When going for JPA you have to deal with all this dms/cms stuff by yourself. Of course you can do it, but it is much more low-level programming that has been done in the JCR implementation already. Every model change requires a schema change, and the table layout is not that trivial (do you want to have a big table for your documents, with every property being a column? do you want to have a separate table for each document class? how do you model lifecycles, how do you model versioning?)

For the first hops with JCR, I'd recommend David's Model, consider everything of your application as content.
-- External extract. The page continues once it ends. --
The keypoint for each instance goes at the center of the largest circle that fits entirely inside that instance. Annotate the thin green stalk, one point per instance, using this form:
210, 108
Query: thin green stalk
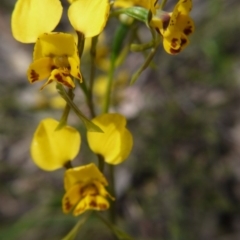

I had worked in a project, where we decided against a mix of JCR and JPA so we don't have to deal with different APIs for storage.

And there are at least some JCR implementations out there

  • Jackrabbit 2 (Reference implementation, optimized for read operations, currently in maintenance mode)
  • Jackrabbit OAK (aiming for highly scalable content repositories, with balancing of read/write performance. it's from the same core team as Jackrabbit)
  • Jackrabbit FileVault (Backend purely on filesystem)
  • Modeshape (alternative implementation, fast and scalable, with REST API, quite good documentation around)

Btw. the JCR API and implementations are done pretty much with RESTful architecture in mind. So if you consider a REST API, the mapping is rather simple, too. Further, it allows consumer to explore the content directly via JCR API making it easy to integrate the content in other applications (i.e. read-only) while you have to reveal the internal design of the your database with JPA making consumer contracts more likely to break on changes.

Regarding your remaining questions:

  • I have no comparision charts and as usual it depends on the data structure and indices and your query design. JCR implementations have built-in caching and you're typically iterating over result sets. So there is no general statement regarding faster/slower, it all depends on the use case.
  • I have done a similar thing and we were satisfied with the Jackrabbit implementation, but we were on JDK7. We had all data (including user settings, application settings etc) in the repository and no JPA persistence at all. There is also an Object Content Mapping available, if you need it.
  • Yes it is worth introducing. Jackrabbit has it's own user management available - you don't have to implement that yourself. And access control is available through the JCR API and JAAS. Though I recommend not using the JCA ResourceAdapter for administering user management and access control, as it does not expose the Jackrabbit API.
  • The question regarding data integrity and backup are not special to JCR or JPA, both ensure integrity at some level (database integrity, JCR does the referential integrity) and both can be backed up (db backup, fs backup). And both are a standardized way of accessing data so you can even do your own backup logic.